Jere snapped back to look at Evan. To see if he was smiling, ha ha, good joke there. He wasn’t.
“Resurrect the reality show?”
“Yes.”
“And take it to . . . Mars? As in, the planet?”
“Yes. The planet.”
“For real? Not CGed?”
“For real.”
Jere stopped again. You gotta be fucking kidding me, he wanted to say. But . . . but it was a damn good idea. Except for the fact that it had to be colored all shades of expensive.
“I have data,” Evan said said, waving a tiny projector. “Can I show it?”
Jere nodded. “Lights down, screen down” he said. The window dimmed to twilight, and the room light ramped down, turning and blue as the screen descended.
There were brief flashes as the projector’s lasers found the screen, then garish graphics lit. WINNING MARS, it said, A Proposal for Neteno.

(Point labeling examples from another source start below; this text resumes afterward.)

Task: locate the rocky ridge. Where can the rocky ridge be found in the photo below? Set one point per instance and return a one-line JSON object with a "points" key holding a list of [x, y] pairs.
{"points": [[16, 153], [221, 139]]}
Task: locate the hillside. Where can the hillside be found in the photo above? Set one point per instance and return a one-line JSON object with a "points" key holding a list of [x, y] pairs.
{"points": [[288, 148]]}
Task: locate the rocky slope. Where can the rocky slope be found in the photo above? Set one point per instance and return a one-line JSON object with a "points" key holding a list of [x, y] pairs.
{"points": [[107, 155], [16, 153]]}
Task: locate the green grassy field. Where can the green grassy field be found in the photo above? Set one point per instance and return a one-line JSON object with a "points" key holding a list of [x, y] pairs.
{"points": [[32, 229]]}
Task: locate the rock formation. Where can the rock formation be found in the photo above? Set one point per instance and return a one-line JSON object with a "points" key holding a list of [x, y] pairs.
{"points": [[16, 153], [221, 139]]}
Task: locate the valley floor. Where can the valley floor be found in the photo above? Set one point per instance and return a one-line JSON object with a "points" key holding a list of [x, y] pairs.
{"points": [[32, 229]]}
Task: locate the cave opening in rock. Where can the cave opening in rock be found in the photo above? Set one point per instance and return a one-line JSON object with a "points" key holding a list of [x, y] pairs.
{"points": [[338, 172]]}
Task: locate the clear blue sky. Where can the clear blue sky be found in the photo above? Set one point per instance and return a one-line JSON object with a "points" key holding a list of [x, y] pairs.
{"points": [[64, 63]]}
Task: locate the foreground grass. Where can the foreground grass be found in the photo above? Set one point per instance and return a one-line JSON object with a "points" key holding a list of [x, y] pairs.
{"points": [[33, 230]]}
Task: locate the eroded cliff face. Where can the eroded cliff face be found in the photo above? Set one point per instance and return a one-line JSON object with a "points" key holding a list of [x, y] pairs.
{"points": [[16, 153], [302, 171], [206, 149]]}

“First, let’s dispense with the death thing,” Evan said.
“Sponsors don’t like it.”
“Don’t lie. Sponsors love it. They just look properly horrified and give some insignificant percentage of their profits to the survivors and everyone’s happy. Your big problem is legal, and that can be surmounted.”
“And budget, I bet.”
Evan’s cocky expression wavered for a moment. He turned to the screen. “Let’s start with the reasons, first.”
Jere’s screen lit with colorful data, demographics, charts, multicolored peaks spiking like some impossible landscape. Standard 411, Inc. audience-inference data: size, engagement, propagation ability, monetization effectiveness. All stuff he’d seen before.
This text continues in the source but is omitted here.